Our test cases are restricted to a limited size. Because QSAT is known to be PSPACE complete, verifying the correctness of the algorithm is time-consuming. In our experiment, there are 10 to 11 moves for each player. Hence to verify the correctness of the algorithm, it roughly takes 2102^{10} to 2112^{11} tests. And the verification time increases exponentially with the number of variables in the QBF.

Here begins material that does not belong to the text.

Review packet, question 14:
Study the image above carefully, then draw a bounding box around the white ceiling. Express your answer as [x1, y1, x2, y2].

On the other hand, the strategy learned by the neural MCTS algorithm is implicitly encoded inside the neural network, and there is no way to extract such a strategy so that they can be explicitly verified by any more efficient approaches from the formal method. Therefore, using an enumerator to verify the correctness is inevitable for the time being. As a result, even though neural MCTS can handle a deep game tree hence a large number of variables, it is still hard or even impossible to verify the learning outcome.

7 Conclusion

In this work, intrigued by the astonishing achievements from AlphaZero, we attempt to leverage the computational power of neural MCTS algorithm to solve a practical problem: QSAT. We make two main contributions. First, we propose a way to encode QBFs as undirected multigraphs, which bridges the logic formula representation of QBFs with the graph neural network input. Second, we particularly use two separated graph neural networks to build our neural MCTS variant. Such a design can significantly reduce the learning confusion caused by the asymmetry between the two players. Our evaluation is based on two metrics: local and global correctness ratio. The local metric, by utilizing an off-the-shelf QSAT solver, only focus on the correctness in a single game, yet it imposes no constraints on the number of variables in the formula; The global metric, relies on an enumerator, can determine the exact correctness of the learned neural MCTS, but it is sensitive to the number of variables in the formula. Our experiment results are positive on the given limited size test cases, which justifies the feasibility of our idea to some extents. For future work, it may be worthwhile to figure out how to explain the learned neural MCTS or how to extract the generated strategy from the neural network. It is also useful to do some study on how to optimize the current algorithm so that it can handle more significant cases. Our objective is not necessarily to improve the state-of-the-art of hand-crafted problem solvers in specific areas but to illustrate that there is a generic algorithm (neural MCTS) that can solve well-known problems tabula-rasa. The hope is that neural MCTS will help solve future algorithmic problems that have not yet been solved by humans. We view Neural MCTS as a helper in human solving of algorithmic problems in the future. We also hope our research sheds some light on the remarkable but mysterious learning ability of the neural MCTS algorithm from AlphaZero.